Here’s the surprise. Two months before I arrived Florizone moved to become Deputy Minister for Education and Deputy Minister for Lean across Government in Saskatchewan. (He must be the first Lean Minister anywhere on the globe!) He took me to see the Province wide Hoshin outside the Premier’s office in their rather splendid parliament building in Regina. The interesting thing is that this Hoshin is not organized by Ministry but rather around key policy objectives, like reducing violent crime, healthy weights, early years, aboriginal attainment, etc. Below that are the contributions of each Ministry to achieving these objectives. This is the first initiative I have ever seen at really joined-up government.

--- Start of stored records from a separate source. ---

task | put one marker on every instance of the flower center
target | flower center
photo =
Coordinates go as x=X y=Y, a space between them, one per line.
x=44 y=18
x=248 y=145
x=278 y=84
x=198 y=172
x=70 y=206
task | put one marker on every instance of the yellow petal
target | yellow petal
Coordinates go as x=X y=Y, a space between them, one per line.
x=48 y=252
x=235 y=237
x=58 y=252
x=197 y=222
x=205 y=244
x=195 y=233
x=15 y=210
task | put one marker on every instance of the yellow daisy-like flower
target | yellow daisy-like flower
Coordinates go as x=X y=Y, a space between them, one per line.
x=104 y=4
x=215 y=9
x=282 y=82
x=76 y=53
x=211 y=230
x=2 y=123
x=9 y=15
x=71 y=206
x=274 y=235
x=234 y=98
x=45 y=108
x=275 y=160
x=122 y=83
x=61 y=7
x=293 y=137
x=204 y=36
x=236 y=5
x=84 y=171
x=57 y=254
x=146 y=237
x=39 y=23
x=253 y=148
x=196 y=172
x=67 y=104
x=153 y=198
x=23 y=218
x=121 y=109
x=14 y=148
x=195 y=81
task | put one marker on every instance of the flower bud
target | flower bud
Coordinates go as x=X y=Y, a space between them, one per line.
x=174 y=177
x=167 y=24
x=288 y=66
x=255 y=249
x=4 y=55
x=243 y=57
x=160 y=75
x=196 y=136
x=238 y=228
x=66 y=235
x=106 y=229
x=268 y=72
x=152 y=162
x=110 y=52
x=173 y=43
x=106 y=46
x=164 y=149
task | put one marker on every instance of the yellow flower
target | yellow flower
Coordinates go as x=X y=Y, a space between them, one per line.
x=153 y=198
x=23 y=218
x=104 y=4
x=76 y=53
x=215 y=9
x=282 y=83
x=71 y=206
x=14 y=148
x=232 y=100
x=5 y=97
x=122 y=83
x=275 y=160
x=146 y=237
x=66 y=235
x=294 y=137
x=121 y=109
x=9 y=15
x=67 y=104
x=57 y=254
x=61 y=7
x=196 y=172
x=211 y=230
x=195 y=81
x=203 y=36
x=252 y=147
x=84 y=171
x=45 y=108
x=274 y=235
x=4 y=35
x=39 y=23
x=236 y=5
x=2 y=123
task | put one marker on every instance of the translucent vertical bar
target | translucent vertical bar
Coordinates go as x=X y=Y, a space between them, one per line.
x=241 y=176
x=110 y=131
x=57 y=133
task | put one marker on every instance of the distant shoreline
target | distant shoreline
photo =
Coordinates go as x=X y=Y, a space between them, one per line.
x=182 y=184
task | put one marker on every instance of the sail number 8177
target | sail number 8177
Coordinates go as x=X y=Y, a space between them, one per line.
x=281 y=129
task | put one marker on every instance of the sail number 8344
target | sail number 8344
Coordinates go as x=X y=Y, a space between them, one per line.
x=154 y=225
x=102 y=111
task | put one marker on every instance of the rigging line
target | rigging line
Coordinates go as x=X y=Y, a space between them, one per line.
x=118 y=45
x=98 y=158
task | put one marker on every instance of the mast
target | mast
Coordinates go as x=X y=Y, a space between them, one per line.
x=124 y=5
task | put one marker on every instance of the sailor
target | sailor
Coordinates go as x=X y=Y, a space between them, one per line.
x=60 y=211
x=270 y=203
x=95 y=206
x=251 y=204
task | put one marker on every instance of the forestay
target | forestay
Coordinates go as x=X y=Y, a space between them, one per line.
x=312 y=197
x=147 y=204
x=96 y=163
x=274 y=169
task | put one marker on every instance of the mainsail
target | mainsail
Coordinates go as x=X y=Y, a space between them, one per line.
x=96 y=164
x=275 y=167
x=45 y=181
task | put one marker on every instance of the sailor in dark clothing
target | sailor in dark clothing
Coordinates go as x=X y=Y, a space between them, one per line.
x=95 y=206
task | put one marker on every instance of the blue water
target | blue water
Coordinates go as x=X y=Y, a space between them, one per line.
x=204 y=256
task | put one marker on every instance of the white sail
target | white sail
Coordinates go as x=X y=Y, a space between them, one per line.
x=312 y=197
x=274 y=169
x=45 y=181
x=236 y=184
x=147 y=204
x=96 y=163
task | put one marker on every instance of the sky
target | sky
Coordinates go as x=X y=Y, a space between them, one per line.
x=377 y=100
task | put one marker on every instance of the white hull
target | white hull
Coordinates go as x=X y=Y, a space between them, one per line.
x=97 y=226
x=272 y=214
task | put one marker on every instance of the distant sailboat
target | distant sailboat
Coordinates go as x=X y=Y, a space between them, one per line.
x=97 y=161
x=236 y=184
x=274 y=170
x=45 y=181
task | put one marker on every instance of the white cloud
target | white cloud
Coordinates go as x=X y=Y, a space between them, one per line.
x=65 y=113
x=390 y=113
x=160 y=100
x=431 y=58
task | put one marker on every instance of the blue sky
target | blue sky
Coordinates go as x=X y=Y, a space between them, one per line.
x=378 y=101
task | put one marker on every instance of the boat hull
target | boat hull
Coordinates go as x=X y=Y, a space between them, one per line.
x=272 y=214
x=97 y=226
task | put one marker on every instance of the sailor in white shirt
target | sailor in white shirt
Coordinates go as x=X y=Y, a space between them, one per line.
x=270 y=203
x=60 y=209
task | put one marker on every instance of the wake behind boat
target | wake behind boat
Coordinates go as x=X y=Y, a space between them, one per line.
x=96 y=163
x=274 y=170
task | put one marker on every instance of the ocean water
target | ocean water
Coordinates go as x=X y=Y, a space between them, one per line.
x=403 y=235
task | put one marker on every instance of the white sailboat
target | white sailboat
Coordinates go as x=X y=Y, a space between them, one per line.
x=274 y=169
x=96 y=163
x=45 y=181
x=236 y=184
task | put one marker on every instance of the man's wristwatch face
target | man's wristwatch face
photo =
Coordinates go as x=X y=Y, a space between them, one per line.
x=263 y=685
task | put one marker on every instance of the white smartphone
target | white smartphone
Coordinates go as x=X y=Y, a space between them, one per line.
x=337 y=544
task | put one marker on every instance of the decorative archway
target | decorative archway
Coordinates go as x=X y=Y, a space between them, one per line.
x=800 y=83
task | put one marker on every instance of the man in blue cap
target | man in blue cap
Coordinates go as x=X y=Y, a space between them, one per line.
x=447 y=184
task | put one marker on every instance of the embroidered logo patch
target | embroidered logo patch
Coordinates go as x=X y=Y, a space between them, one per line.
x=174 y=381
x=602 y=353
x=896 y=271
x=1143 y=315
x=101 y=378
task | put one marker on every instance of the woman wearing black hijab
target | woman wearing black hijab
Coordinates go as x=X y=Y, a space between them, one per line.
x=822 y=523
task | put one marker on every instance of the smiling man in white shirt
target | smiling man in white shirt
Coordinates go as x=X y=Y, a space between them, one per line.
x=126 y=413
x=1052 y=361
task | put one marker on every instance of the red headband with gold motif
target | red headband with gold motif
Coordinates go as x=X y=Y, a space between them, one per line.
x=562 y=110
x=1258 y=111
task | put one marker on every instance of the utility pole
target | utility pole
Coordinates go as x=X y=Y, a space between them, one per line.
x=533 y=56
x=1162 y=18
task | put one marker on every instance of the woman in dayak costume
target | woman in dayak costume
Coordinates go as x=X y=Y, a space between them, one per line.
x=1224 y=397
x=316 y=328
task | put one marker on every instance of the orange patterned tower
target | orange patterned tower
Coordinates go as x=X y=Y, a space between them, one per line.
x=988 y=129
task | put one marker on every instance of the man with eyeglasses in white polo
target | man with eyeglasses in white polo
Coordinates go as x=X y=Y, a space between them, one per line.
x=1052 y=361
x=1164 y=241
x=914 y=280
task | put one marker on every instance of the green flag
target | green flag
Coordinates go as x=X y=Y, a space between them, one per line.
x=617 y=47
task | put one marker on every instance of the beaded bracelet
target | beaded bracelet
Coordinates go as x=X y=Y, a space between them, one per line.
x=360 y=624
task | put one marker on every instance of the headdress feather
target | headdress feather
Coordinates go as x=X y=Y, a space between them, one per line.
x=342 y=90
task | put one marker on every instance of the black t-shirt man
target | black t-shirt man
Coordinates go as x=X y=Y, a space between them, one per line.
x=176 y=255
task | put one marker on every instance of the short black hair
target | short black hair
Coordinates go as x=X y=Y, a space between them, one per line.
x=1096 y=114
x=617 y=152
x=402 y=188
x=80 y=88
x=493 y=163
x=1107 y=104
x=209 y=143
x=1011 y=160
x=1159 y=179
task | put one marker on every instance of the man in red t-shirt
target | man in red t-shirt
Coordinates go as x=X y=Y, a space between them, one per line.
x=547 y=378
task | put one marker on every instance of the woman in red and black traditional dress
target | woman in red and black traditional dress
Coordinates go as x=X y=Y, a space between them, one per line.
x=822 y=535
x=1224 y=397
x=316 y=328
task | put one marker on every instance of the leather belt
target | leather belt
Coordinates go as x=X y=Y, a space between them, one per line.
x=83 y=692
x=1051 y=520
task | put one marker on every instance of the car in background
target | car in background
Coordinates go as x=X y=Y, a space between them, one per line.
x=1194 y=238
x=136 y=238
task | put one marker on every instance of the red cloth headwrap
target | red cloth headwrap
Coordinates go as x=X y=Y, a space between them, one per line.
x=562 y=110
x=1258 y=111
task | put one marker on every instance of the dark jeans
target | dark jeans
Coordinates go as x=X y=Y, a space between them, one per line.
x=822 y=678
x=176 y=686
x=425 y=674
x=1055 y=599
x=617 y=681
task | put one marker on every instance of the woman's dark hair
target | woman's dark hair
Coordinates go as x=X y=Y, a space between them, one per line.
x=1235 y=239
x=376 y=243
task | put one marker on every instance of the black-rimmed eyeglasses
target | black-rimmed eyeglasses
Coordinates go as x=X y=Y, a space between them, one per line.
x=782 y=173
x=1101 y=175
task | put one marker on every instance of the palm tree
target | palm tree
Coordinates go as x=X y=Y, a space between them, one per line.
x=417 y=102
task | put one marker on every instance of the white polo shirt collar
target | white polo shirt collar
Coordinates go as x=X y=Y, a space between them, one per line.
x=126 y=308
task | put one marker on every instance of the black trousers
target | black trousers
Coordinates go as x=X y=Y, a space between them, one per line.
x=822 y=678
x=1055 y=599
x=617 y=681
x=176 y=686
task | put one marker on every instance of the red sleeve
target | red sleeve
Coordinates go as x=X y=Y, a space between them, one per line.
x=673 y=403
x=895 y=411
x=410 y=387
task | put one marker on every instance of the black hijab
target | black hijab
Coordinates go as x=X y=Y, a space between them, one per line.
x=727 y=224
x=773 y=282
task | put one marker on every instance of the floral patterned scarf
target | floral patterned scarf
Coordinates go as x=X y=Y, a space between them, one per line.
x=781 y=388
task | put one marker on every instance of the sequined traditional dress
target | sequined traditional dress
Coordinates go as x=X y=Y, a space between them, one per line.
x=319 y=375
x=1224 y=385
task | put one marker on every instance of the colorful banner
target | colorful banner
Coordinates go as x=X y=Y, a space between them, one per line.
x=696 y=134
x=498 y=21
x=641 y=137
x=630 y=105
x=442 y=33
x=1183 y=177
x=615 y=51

And it’s not just at the top. I also met Dale McFee, a former Police Chief who is now the Deputy Minister for Corrections and Policing. He described the local action teams he set up across the Province to bring all the agencies together several times a week to review and act on local problems. These teams are able to focus help quickly and address the underlying problems of the few households that account for much of the petty crimes, absences from school, emergency admissions, etc.
Inspired by what I had seen in Saskatchewan I invited Dan Florizone to join me as a surprise guest on stage during my AME talk in Toronto. It was a great success. You can see and feel his positive energy watching the talk (as well as hear lessons from lean healthcare in Florence, Italy, and the UK). Dozens of people came up to me afterwards to tell me his appearance had given them hope that Lean might after all be possible in government! Two weeks later I invited representatives Solihull Metropolitan Council in the UK to describe their lean journey to UK Lean Summit attendees. They also serve just under a million citizens. They told a great story describing how they engaged staff to realize their work was about improving the lives of their citizens rather than simply “leaning” their services. The reaction of the audience was exactly the same as in Toronto: “This gives us hope that Lean can be done in government.”
I get a real sense that Lean is about to take off in local and city government around the world, just as it did in healthcare ten years ago. We already have many pioneering experiments in place. The inspiration that will give this movement momentum is learning how to truly involve citizens and mobilize the activities that will truly improve their lives, rather than seeing Lean simply as a way of delivering services more efficiently. This in turn opens up many new opportunities for building truly connected, lean communities in the decade ahead. Exciting stuff and a certainly a new lean frontier!